Integrated Asset Management
Buying this company last year was a mistake. It looked cheap because it had a negative enterprise value and had a history of profitability, but in what could best be described as a beginners mistake I failed to realize that there were a lot of accounts payable and a lot less accounts receivable. So logically the company had to use a bunch of their cash this year, and IAM was not as cheap as I thought. At the same time the financial performance of the company was also disappointing last year. Since the company is very illiquid it took some time for me to exit my position, but managed to do so this month at a small loss (-3.4%).
Disclosure
Long RELLA.CO and ASFI
I’ve been wondering something about ASFI. They use non-recourse debt to fund the Seneca Portfolio. According to the latest annual report the portfolio is worth 65.4m$. The non-recourse debt is on the books for 71.4m$. Technically the subsidiary is bankrupt. The carrying value of the portfolio might be understated but it looks like it generates cashflows of ~10m$ per year so it will probably take at least 7 years to repay all debt. In the meantime they have to pay 3.75% interest, they have to pay collection agencies and administrative fees. It is (afaik) uncertain if this portfolio will ever generate a profit. So what is the incentive for them to still service the portfolio?
Can’t they declare the subsidiary bankrupt? (the banks’ lawyers will probably eat them alive 🙂 ) Still, the way I see it there should be a huge incentive for them to get rid of both the portfolio and the debt asap. I am wondering what the covenant of the debt is. And what are the incentives of the bank?
ASFI pays afaik first the interest payments and then the principal on the Seneca debt from the collections, so they are not paying the interest payments from their own pocket and I also think that the cash collections are after paying third party fees. You also see in the financial statements that the debt is reduced by collections on the Seneca protfolio minus interest payments. Doesn’t add up exactly though, so unsure how it precisely works…
Anyway: don’t think there is a big incentive for them to get rid of the Seneca portfolio. It’s not costing them money, and if they are able to pay off the debt it’s free upside. If they are unable to do this: there is little downside.
Where in the annual report do you see the Seneca Portfolio loan balance at $71.4? As of 9/30 it was $61.5 million.
You are right: the $71M number was from previous year.
What’s interesting is that the carrying value of the portfolio went down from $78.3 million to $65.4 million ($12.9 million difference and equal to the collections on the portfolio). The debt went down from $71.6 million to $61.5 million at the same time (a $10.1 million difference) while the interest expense was $2.5 million. Doesn’t quite add up, so my guess would be that $0.3 million was used for G&A expenses related to the Seneca portfolio, but haven’t confirmed this.
I also read that this debt comes due in 18 months on whopper’s blog (disclaimer: haven’t verified this myself). Again I’m wondering: what are the incentives and legal possibilities of both parties? Why would Asta refinance the debt? What happens if they don’t?

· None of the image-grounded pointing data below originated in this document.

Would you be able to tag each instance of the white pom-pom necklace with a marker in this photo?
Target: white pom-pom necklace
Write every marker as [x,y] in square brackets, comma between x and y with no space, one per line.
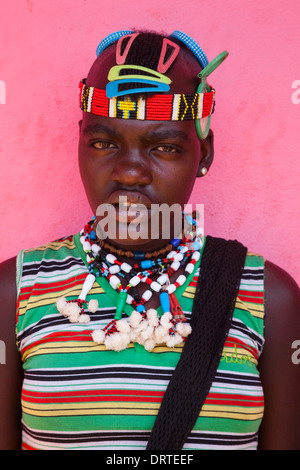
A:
[143,326]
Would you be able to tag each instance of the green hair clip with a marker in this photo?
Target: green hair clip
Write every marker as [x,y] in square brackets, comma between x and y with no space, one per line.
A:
[203,124]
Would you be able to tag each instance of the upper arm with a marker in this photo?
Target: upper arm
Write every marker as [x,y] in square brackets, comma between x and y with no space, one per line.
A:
[280,429]
[10,369]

This is correct, and I think the bank has a big incentive to refinance the loan since they probably are not in a position to collect the underlying consumer receivables themselves. ASFI could have an incentive to refinance if they think cash collections will exceed the current debt. Otherwise they could just give the portfolio to their lender, or they might be able to refinance on favorable terms in their lender doesn’t want to get stuck with the collateral.